Il nuovo ordine geopolitico è basato sulla competizione tra Usa e Cina la cui posta è il dominio tecnologico, come sostengono Eric Schmitt e Henry Kissinger. Non si può dire “la Cina ha vinto”, perché tuttavia nella partita dei dazi Xi Jinping ha ottenuto più di quel che ha ceduto. E l’Unione europea? Se la sua crescita in media è l’un per cento, il divario è destinato ad allargarsi. Roubini si dichiara europeista convinto, ma mostra un grafico mettendo a confronto i colossi tecnologici americani più la folla di imprese innovative che li circonda, con i nanetti europei, piccoli e pochi. Soprattutto manca quel sistema industriale, scientifico, militare che caratterizza gli Usa.
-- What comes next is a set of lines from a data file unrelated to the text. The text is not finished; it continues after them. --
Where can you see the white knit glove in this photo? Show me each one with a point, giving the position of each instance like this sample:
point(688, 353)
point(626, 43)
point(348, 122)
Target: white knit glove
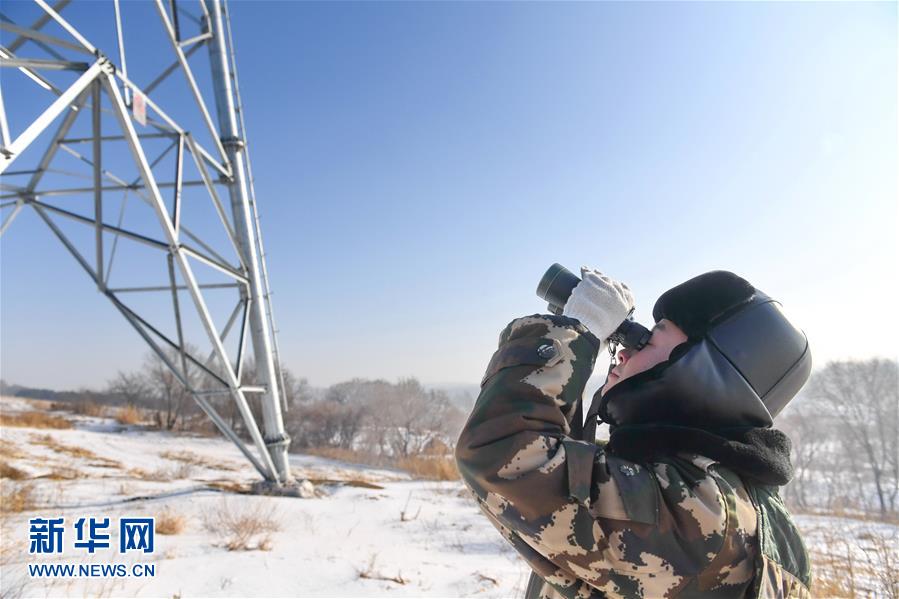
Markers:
point(599, 302)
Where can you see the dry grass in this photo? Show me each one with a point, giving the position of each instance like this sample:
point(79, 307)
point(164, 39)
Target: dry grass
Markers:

Il tradizionale dilemma burro o cannoni oggi diventa “burro e cannoni grazie all’innovazione tecnologica – sottolinea Roubini: “I paesi che spendono di più nella difesa sono anche quelli che innovano e crescono di più”. Alla faccia del luogo comune rilanciato dagli ideologici del pacifismo radicale. E non si tratta solo di burro: “Leonardo da Vinci costruiva macchine belliche per gli Sforza grazie alle quali poteva dedicarsi a creare i suoi capolavori artistici”.
Nel suo complesso militar-industriale, insomma, Dwight Eisenhower aveva dimenticato La Gioconda. Ironie a parte, l’Europa ha tutto il necessario per competere, a cominciare dalla sua ricchezza e dalle competenze scientifiche, ma non può restare un museo, anzi una costellazione di musei in contrasto tra loro. E qui anche l’ottimismo di Roubini si scioglie in un sospiro.